North Korea-linked operators have spent years quietly embedding themselves within crypto firms and DeFi teams, raising renewed concerns about insider threats following a series of major exploits tied to the country’s cyber network.
Summary
Developers linked to North Korea have worked across more than 40 DeFi projects over the past seven years, according to a security researcher.
Experts say many infiltration attempts rely on simple but persistent tactics, including hiring channels and social engineering.
Security researcher and MetaMask developer Taylor Monahan said such activity dates back to the early days of DeFi.
Long-term infiltration across DeFi
Taylor Monahan warned that individuals tied to North Korea have been involved in building and contributing to widely used DeFi protocols for years.
She stated that developers connected to the country have worked on more than 40 platforms, including several prominent projects, since the early “DeFi summer” era. Despite concerns, she noted that their technical experience is often genuine, making detection more difficult.
Links to major cyberattacks
Investigators have long associated North Korea’s cyber activities with the Lazarus Group, a state-backed entity believed to have stolen billions in digital assets since 2017.
The group has been linked to some of the largest crypto breaches, including the Ronin Bridge exploit (2022), the WazirX hack (2024), and the Bybit incident (2025), highlighting the scale of its operations.

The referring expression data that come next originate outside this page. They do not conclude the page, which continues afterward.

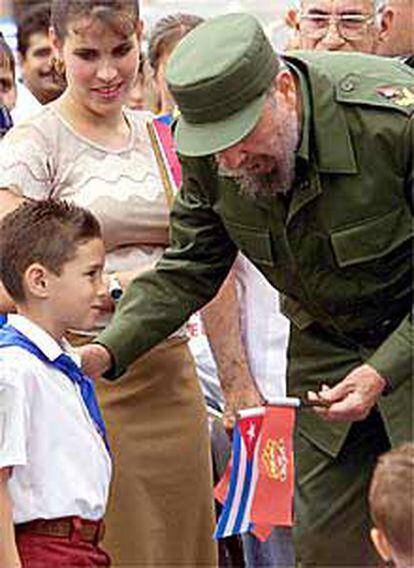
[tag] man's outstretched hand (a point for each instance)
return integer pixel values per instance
(352, 398)
(96, 360)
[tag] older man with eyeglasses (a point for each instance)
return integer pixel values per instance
(344, 25)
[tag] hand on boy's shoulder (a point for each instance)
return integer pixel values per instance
(96, 360)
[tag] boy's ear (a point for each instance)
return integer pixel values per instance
(36, 281)
(381, 544)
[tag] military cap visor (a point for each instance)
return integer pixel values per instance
(209, 138)
(219, 75)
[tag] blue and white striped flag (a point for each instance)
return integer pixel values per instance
(235, 516)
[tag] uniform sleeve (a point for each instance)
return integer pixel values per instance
(188, 275)
(14, 418)
(26, 162)
(394, 358)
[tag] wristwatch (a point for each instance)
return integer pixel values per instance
(114, 286)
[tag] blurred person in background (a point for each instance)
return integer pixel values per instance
(40, 84)
(139, 97)
(343, 25)
(246, 324)
(8, 92)
(400, 40)
(88, 148)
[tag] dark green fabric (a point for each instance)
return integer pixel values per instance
(226, 57)
(333, 524)
(340, 251)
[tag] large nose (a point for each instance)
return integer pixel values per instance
(332, 41)
(233, 157)
(106, 71)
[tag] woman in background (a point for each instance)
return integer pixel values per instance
(87, 148)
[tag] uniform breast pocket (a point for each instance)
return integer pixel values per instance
(374, 240)
(255, 242)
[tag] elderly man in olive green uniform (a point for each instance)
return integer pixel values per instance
(305, 163)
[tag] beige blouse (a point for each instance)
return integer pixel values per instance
(44, 156)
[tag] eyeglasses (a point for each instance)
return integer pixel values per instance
(349, 26)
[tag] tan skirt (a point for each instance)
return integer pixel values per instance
(161, 505)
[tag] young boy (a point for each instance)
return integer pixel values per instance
(391, 500)
(55, 466)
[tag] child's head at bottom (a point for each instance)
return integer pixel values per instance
(51, 262)
(392, 506)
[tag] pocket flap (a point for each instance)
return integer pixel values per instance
(371, 239)
(254, 241)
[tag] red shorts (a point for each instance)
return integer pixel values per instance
(70, 541)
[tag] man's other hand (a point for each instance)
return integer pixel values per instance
(236, 399)
(351, 399)
(96, 359)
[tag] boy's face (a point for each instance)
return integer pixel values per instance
(76, 296)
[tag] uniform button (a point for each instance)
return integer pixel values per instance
(348, 85)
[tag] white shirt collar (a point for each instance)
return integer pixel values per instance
(42, 339)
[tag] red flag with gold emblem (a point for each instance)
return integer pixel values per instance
(273, 499)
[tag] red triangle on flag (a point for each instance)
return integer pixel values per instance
(273, 499)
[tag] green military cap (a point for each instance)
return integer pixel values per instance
(219, 74)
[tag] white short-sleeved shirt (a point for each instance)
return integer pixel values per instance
(61, 466)
(264, 330)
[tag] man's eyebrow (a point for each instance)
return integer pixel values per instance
(314, 11)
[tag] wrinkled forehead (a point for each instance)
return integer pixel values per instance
(339, 6)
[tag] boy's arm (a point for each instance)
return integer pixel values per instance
(9, 556)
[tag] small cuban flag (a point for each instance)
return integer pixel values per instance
(257, 487)
(238, 485)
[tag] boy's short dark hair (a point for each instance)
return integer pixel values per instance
(35, 20)
(46, 231)
(391, 498)
(6, 57)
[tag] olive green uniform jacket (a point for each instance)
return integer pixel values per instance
(338, 246)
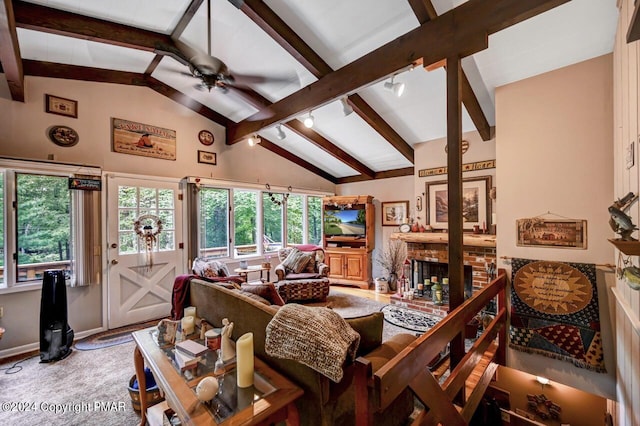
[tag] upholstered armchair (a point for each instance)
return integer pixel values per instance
(302, 274)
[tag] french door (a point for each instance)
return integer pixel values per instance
(144, 232)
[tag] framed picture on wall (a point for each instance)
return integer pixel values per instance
(476, 204)
(394, 213)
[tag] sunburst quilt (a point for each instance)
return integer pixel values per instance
(554, 312)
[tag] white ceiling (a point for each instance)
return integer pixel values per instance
(340, 32)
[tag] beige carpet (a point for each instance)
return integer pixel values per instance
(90, 387)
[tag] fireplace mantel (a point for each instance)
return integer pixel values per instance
(471, 240)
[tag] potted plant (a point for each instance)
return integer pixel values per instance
(391, 261)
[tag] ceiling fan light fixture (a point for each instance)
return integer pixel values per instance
(396, 88)
(309, 121)
(253, 140)
(346, 107)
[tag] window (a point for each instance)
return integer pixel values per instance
(295, 231)
(135, 202)
(43, 232)
(272, 211)
(314, 220)
(261, 222)
(45, 225)
(245, 207)
(214, 222)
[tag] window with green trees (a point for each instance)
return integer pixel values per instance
(254, 233)
(43, 213)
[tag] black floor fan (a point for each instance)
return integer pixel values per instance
(56, 337)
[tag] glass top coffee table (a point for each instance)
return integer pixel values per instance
(270, 399)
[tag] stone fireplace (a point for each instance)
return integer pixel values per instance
(429, 256)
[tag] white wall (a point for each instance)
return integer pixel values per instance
(23, 134)
(555, 154)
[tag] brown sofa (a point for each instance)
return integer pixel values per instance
(324, 402)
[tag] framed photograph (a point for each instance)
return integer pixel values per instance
(558, 233)
(395, 213)
(147, 140)
(476, 205)
(63, 136)
(207, 157)
(205, 137)
(61, 106)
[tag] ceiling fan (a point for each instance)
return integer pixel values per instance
(212, 72)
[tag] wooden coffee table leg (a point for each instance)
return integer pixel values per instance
(138, 362)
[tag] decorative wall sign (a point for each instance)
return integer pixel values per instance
(63, 136)
(476, 209)
(395, 213)
(205, 137)
(85, 184)
(467, 167)
(558, 233)
(207, 157)
(146, 140)
(555, 312)
(61, 106)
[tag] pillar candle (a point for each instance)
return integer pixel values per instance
(188, 325)
(190, 311)
(244, 360)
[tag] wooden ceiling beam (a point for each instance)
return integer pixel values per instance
(10, 52)
(54, 21)
(99, 75)
(328, 147)
(425, 12)
(276, 149)
(461, 32)
(406, 171)
(263, 16)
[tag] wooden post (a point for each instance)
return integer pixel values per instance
(454, 186)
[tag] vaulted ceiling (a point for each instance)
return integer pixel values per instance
(312, 56)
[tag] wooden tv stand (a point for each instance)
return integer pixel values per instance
(349, 257)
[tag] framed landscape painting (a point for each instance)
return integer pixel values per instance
(476, 205)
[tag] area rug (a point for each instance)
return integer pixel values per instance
(108, 338)
(554, 312)
(409, 319)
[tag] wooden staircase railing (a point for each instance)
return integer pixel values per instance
(409, 369)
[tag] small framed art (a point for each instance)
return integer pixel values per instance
(207, 157)
(394, 213)
(61, 106)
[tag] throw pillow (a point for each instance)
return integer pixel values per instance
(267, 291)
(296, 261)
(205, 267)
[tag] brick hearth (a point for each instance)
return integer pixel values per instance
(478, 251)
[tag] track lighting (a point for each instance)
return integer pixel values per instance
(346, 107)
(308, 121)
(397, 88)
(253, 140)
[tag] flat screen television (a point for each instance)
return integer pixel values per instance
(348, 222)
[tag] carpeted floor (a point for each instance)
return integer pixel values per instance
(89, 387)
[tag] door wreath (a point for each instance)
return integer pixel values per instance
(147, 227)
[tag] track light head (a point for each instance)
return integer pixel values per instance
(397, 88)
(346, 107)
(253, 140)
(309, 121)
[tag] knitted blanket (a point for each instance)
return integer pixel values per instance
(316, 337)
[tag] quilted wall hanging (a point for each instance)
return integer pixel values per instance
(554, 312)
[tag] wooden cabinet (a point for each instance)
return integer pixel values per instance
(349, 266)
(349, 257)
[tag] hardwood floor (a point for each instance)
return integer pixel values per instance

Drift Protocol exploit raises fresh alarms
A recent $280 million exploit involving Drift Protocol has intensified scrutiny. The project said it has “medium-high confidence” that a North Korean-affiliated group was responsible, pointing to a broader pattern of infiltration and manipulation.
Notably, the individuals involved in pre-attack interactions were not directly identified as North Korean nationals but operated through intermediaries using carefully constructed identities. These included detailed work histories, public profiles, and professional networks, allowing them to build credibility before executing the attack.
Simple tactics, persistent execution
Blockchain investigator ZachXBT emphasized that not all threats tied to North Korea are highly sophisticated.
He noted that many operations rely on basic methods—such as job applications, LinkedIn outreach, email communication, and interviews—combined with persistence. According to him, the effectiveness of these tactics lies not in complexity but in consistency, warning that teams still falling for them risk being seen as negligent.
Key takeaway
The situation highlights a growing concern in the crypto industry:
Insider threats may be as significant as external hacks
Even simple social engineering tactics can have major consequences
Long-term infiltration makes detection and prevention increasingly difficult.